Wichita-based Spirit AeroSystems Inc. agreed to transfer its Gulfstream G650 and G280 wing programs to rival Triumph Group Inc., signaling a new round of downsizing for the group’s plant in Tulsa, Okla. A reported 501 workers there have been put on notice that the work will end in February. According to a company release, Spirit will make a payment of $160 million in cash to Triumph, representing a loss estimated at $205 million-$235 million.
Both Gulfstream jets are twin-engine business aircraft, the first built by Gulfstream Aerospace and the second by a licensee.
Spirit AeroSystems is a designer and manufacturer of aerostructures for commercial aircraft, including projects for the Boeing 737 and Airbus A320 programs, as well as Bombardier’s business jets. Its products include fuselages, pylons, nacelles, and wing components, andE3 AWACS radomes, engine cowls, and rudders for some military supply programs.
In mid 2013, Spirit started to revamp its organizational structure and workforce, cutting salaried positions and cutting production staff at plants in Tulsa and Wichita. Later, it exited a joint-venture manufacturing program in Russia with the Progresstech Group of Companies.

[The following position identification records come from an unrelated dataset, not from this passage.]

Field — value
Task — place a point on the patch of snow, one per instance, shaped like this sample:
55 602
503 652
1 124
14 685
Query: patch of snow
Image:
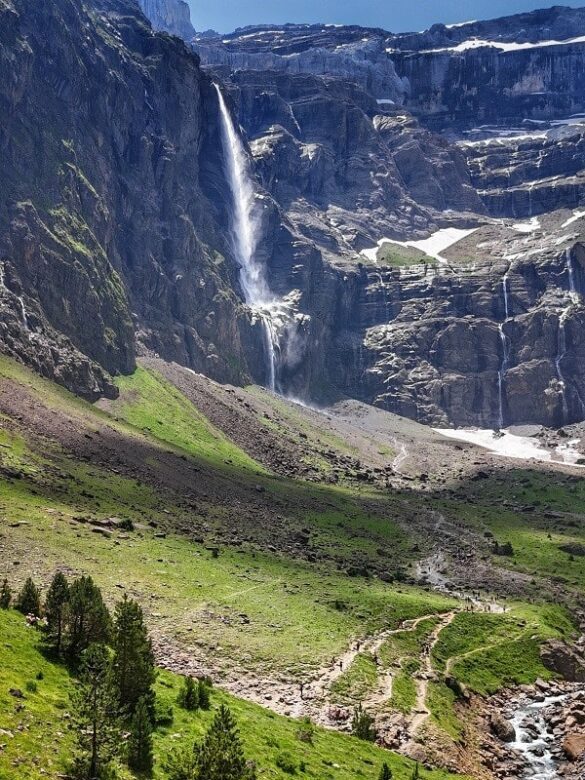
432 246
576 216
509 445
505 138
527 227
478 43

The problems for Spirit relate to cost overruns in several production programs, notably the Gulfstream business jet programs, for which it produces composite wing structures.
Triumph Group is a portfolio of more than 40 companies manufacturing and rebuilding aerostructures, aircraft components, and aerospace subassemblies systems.
"The Triumph Group emerged as the preferred owner of the Gulfstream wing programs following a rigorous bid process, and the deal offers compelling positives for both companies," stated Spirit AeroSystems president and CEO Larry Lawson. "We thoroughly evaluated all of our options and made the best decision for the company, our people and our customers.
Lawson said the work transfer “continues Spirit's transformation and allows us to further focus on our core markets of aerostructures for commercial and defense aircraft.”
The employees affected by the loss of business will be offered positions with Triumph, according to Spirit.
"As for the other Tulsa programs, we are taking a pause in the process to evaluate the remaining work," according to Lawson. "There are a number of factors to take into consideration, including exploring our options within the community and with other constituents who have approached us."